Yeah. Maybe when you load those values to the card, EEPROM, etc., you can set up some kind of matrix calculator that's automated. You'd have cases, or for loop, that uses 1 - 181 for lat (90 through -90 and 0), and 1 - 361 for long and it'd preface the preceding byte as the case/index number. I'd also look at calculating the distance of each stored point to its nearest neighbor.
The processor would dig down through the cases until a match isn't found or the distance to the nearest point is small enough you know it's closest to that point. Just calculate the most significant digit that isn't a match. That would give you the closest lat and long but then you'd... Well this is where my brain is at for the moment.
Functional requirements of a system are all about what it should do. Non-functional requirements are about how it should do it. How reliably, how securely, how quickly. It was the "how quickly" part of your project I was thinking of that could be difficult to achieve on any kind of microcontroller. Microcontrollers are not really designed for this kind of thing. They are designed to control things, to react quickly following simple rules. Not perform complex calculations on large amounts of data.

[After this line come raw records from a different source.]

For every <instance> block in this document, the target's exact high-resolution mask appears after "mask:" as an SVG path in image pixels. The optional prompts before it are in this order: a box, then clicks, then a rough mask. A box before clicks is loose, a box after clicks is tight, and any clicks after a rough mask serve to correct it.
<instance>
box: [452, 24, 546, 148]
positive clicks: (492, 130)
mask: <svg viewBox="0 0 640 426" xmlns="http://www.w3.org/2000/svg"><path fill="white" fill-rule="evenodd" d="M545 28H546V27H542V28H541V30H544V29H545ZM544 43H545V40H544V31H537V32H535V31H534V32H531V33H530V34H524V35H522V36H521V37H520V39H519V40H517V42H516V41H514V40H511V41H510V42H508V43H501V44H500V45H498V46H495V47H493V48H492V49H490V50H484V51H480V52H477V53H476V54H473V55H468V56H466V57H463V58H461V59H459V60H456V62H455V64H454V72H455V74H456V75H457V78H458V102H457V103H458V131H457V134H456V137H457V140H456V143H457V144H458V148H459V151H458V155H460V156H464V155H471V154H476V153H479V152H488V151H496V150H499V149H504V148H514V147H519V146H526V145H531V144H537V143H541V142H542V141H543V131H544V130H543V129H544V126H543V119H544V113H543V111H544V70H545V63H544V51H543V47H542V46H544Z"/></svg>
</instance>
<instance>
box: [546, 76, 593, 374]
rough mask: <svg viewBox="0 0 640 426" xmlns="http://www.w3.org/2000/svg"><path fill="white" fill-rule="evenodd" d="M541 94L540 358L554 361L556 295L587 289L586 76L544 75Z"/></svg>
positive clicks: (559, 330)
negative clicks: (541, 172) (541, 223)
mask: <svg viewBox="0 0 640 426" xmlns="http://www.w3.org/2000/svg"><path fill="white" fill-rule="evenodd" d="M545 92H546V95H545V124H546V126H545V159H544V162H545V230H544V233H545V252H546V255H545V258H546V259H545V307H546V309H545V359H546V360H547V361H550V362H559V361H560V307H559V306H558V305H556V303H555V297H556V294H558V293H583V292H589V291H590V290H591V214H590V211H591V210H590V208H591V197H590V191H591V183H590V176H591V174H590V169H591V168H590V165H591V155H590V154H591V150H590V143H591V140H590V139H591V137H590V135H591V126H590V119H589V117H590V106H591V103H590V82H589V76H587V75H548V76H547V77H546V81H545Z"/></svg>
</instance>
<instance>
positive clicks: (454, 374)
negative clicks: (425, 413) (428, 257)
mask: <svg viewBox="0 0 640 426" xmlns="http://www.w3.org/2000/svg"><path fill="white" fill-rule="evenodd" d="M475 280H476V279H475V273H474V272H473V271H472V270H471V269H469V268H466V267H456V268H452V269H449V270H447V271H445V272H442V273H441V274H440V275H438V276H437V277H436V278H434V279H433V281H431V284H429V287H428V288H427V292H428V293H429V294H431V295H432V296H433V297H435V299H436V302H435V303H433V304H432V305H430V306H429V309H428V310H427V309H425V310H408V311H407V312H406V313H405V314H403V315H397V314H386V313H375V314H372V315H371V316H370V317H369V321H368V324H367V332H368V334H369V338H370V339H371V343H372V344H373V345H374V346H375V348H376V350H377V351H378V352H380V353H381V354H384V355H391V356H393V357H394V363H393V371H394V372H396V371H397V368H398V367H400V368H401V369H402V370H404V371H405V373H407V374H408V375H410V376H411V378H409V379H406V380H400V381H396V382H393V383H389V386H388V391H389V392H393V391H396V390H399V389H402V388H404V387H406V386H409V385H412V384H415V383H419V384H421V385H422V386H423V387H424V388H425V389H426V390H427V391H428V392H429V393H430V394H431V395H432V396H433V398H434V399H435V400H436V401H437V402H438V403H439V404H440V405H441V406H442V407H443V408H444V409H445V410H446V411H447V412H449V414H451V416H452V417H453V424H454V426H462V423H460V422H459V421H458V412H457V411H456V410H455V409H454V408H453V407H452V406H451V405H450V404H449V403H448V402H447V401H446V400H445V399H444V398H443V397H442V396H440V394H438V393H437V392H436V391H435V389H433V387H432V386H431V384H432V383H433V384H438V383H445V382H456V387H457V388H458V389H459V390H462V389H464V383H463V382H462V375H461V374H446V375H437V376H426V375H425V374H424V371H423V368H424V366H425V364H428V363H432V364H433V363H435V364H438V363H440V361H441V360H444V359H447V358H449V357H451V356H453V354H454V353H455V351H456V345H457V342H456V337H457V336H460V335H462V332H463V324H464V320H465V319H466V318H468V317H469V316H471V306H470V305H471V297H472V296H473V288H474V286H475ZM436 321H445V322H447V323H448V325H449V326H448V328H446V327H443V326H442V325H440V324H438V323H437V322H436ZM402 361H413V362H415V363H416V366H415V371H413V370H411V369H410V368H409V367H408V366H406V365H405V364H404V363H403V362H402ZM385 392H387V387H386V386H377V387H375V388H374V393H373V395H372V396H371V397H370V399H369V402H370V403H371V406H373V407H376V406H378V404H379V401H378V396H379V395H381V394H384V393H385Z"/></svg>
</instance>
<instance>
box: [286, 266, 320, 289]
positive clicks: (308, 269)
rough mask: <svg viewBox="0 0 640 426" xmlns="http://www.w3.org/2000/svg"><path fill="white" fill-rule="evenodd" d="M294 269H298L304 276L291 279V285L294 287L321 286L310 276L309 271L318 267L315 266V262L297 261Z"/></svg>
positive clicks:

This is a random thought. Could you bound your fixed coordinates in a few fixed points. Precalculate the distance of each fixed point from the bounding points. Calculate the distance of your variable point to the bounding points and then use that to limit which fixed points you need to try to accurately calculate.
That would work pretty well, close to the equator. But as you move closer to the poles, a degree of longitude is an increasingly shorter distance compared to a degree in latitude (which remains constant). That would lead to incorrect identification of the nearest point being more and more likely.
(I'm assuming a perfectly spherical Earth. If you believe the Earth to be flat, please forgive my sacrilegious theory )
Imagine you and I shaking hands after successfully reaching the south pole. We could be standing 180 degrees of longitude apart.
In northern Scotland, for example, around 57 degrees north latitude, a degree in longitude is around 60KM, but a degree in latitude is, as it is everywhere, around 110KM.